The role of human milk in both prevention and treatment of NEC has long been recognized. The familiar arguments, cost, inconvenience, etc., are largely inapplicable to the very low birth weight infant. Mothers of very low birth weight infants often experience insufficient milk production, resulting in mixed feedings of human milk and formula. Moreover, medical complications often limit the volume of feeding these infants can be given. The analysis shifts, therefore, with the new focus on the medical needs of the child and not simply on whether or not breast feeding is convenient for Mom or whether formula is too expensive for the household budget.
Human milk, whether mother’s own or from a donor, provides significant protection against many of the known risk factors of NEC as well as therapeutic protection for the infant recovering from NEC. The study shows that enteral feeding containing at least 50% human milk in the first 14 days of life was associated with a sixfold decrease in the odds of NEC. The stark differences in the risk of NEC, its complications and the need for surgery between babies who receive human donor milk and those who get formula signal the need for a change in feeding practices across neonatal intensive care units,” said lead investigator Elizabeth Cristofalo, a neonatologist at the Johns Hopkins Children’s Center.

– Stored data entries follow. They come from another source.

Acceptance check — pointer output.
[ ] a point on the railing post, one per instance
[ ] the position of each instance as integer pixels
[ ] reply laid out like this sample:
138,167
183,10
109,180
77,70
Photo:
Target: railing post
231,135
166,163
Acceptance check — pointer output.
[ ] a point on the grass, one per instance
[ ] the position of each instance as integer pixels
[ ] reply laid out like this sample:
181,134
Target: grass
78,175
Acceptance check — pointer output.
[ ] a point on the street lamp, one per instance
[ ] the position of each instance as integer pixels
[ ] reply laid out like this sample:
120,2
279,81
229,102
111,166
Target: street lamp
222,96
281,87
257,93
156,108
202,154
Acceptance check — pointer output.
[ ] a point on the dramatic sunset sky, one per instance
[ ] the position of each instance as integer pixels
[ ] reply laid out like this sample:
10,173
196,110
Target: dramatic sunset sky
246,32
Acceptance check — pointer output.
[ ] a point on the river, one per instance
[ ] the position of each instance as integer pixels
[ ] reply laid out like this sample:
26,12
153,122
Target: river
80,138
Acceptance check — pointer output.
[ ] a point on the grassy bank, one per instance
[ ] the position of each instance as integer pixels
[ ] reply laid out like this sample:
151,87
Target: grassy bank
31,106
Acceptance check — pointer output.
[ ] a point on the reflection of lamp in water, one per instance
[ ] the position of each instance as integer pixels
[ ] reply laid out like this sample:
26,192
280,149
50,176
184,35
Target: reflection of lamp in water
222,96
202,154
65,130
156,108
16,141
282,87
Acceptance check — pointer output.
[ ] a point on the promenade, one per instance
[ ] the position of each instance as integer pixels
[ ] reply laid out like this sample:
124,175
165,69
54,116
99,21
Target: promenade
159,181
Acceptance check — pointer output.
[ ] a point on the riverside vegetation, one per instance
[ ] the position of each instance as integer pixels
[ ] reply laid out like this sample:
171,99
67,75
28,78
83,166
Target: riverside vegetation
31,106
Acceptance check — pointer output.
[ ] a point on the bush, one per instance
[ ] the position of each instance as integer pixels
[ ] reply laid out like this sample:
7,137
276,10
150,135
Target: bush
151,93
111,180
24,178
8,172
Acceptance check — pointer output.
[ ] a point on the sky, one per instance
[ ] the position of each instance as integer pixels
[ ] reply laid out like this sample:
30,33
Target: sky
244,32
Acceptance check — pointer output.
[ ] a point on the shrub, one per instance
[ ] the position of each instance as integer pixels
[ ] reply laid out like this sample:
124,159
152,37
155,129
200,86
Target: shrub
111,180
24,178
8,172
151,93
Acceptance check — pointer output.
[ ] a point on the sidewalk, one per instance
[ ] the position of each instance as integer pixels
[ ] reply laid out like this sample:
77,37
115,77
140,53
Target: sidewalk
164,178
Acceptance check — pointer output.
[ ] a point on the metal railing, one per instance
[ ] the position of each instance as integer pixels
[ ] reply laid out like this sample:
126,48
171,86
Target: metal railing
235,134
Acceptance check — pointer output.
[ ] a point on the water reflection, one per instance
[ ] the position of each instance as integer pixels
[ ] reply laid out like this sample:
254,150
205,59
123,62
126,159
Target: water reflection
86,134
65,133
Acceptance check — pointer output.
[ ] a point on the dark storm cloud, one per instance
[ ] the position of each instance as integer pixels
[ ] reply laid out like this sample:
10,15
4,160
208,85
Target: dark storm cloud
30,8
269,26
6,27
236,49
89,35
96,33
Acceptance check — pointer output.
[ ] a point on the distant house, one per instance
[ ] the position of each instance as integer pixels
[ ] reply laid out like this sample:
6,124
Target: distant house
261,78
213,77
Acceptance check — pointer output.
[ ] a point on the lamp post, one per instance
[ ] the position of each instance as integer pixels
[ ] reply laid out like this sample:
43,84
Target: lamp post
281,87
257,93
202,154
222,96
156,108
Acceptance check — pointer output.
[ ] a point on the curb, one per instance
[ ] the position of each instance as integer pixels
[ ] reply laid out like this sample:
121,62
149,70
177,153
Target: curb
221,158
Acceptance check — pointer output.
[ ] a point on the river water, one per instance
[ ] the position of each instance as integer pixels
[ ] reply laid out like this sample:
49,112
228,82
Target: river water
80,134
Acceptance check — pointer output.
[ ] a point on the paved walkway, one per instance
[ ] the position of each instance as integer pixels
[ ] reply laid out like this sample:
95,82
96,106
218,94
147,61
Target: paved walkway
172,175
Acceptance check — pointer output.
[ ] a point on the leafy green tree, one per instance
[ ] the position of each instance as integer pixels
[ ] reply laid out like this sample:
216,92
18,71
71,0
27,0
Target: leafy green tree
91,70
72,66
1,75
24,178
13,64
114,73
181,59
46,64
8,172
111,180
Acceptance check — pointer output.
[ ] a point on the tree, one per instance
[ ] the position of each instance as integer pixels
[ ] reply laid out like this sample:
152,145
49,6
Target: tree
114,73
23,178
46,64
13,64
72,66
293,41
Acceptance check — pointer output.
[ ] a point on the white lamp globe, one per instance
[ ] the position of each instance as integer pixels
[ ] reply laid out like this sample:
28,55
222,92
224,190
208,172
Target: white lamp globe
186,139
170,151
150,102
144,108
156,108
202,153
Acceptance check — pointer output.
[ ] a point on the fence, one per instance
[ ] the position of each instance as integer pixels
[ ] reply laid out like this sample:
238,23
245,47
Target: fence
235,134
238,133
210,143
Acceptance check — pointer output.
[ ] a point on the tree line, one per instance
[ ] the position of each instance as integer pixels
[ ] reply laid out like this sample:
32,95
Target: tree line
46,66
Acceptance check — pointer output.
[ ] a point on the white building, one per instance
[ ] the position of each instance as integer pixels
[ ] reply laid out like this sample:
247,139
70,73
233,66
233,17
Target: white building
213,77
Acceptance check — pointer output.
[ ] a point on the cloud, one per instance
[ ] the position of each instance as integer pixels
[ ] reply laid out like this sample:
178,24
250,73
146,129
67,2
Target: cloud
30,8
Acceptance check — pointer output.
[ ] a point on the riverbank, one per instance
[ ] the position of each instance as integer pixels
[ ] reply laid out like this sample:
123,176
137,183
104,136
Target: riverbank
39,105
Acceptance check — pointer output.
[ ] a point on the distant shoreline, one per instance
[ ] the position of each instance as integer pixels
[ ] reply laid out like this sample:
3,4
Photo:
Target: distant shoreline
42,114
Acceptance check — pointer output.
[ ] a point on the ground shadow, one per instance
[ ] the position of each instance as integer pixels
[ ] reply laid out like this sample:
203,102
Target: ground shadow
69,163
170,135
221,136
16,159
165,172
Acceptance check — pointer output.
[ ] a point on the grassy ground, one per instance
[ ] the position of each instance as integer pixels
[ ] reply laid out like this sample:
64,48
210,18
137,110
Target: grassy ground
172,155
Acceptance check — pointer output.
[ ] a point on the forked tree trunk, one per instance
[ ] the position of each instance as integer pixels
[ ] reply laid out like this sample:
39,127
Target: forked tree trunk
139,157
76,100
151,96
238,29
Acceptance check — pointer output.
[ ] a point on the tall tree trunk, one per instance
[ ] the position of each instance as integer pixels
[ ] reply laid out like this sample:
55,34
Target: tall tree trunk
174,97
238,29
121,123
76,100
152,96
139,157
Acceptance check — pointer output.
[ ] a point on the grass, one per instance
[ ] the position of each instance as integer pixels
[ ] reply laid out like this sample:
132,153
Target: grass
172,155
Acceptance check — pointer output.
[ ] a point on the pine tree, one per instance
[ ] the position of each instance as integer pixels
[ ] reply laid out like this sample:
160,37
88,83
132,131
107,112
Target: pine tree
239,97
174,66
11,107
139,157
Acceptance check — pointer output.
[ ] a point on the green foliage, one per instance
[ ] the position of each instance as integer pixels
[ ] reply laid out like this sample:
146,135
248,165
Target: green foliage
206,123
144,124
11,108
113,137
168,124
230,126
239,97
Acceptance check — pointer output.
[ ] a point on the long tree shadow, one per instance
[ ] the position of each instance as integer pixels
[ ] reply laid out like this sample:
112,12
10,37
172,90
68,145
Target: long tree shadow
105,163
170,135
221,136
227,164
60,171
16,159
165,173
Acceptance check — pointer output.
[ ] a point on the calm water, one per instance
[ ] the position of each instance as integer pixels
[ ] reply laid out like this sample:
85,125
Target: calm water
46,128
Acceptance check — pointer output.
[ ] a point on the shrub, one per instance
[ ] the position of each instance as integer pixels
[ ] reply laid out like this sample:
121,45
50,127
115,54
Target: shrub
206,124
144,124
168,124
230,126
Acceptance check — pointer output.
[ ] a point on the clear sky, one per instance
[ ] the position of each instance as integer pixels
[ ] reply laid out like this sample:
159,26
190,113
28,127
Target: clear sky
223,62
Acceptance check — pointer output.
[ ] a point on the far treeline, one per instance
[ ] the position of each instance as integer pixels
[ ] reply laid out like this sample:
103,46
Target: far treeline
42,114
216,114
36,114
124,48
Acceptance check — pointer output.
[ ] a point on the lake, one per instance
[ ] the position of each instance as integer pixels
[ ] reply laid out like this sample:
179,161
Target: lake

Those numbers are encouraging, particularly for the vulnerable very low birth weight infant. In the absence of mother’s own milk, donor human milk could be life saving for fragile preterm infants, who are at the highest risk of developing NEC. Undoubtedly the use of non-human milk (formula) remains an option that many parents may choose to exercise. The study, however, suggests that it is the inappropriate choice for some. I have a sneaking suspicion that they are not interested in participating in the human vs. non-human milk debate.
Question: Have you made a decision about human vs. non-human milk? Why did you choose one over the other?